Yet, advanced informatics approaches can pose a significant hurdle to the routine application of metabolomics strategies in non-specialized laboratories. Consequently, some of the main challenges in data analysis and informatics, have been addressed by the development of cloud-based technologies that integrate MS and MS/MS processes and tools into on-line platforms (Aron et al., 2020; Forsberg et al., 2018), but also commercial software and open access packages (e.g., OpenMS, MS-DIAL) (Röst et al., 2016; Tsugawa et al., 2015). Moreover, just recently workflow management systems have been introduced to metabolomics applications to facilitate reproducibility (Verhoeven et al., 2020).

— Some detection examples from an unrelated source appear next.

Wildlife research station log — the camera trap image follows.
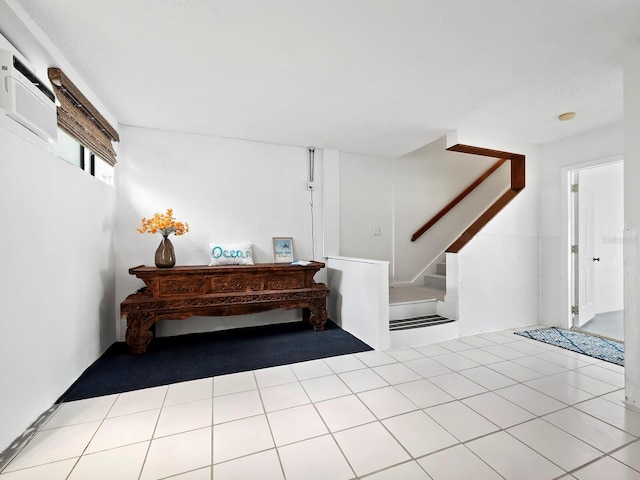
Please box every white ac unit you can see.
[0,49,58,140]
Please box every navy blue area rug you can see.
[56,320,372,403]
[514,327,624,366]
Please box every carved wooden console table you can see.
[120,262,329,354]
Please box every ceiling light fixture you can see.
[558,112,576,122]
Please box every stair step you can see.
[389,315,455,331]
[424,273,447,290]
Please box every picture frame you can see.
[273,237,293,263]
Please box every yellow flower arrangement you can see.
[136,208,189,237]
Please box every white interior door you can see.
[575,178,598,327]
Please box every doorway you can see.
[569,159,624,341]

21st Century Unknowns: The Road Less Traveled

An alternative path that most metabolomic scientists face on a regular basis, is trying to characterize unknown unknowns. The framework for the identification of unknown metabolites is more complex and directly connected to the many questions that remain to be addressed in metabolism research. How many metabolites compose the metabolome? What’s their origin and fate? What’s the functional role of these molecules in health and disease? To address these and many other intriguing inquiries, major technological advances are still required, with metabolite discovery (i.e., detection and annotation) and identification (i.e. structural elucidation) being certainly among the most urgent. Indeed, assigning identities to the tens of thousands of spectral signals from metabolome-wide studies is a time-consuming task, and the characterization of unknowns is a significant bottleneck. And to put it bluntly, biologists cannot afford to dedicate precious resources for biological research on wrongly assigned metabolic structures.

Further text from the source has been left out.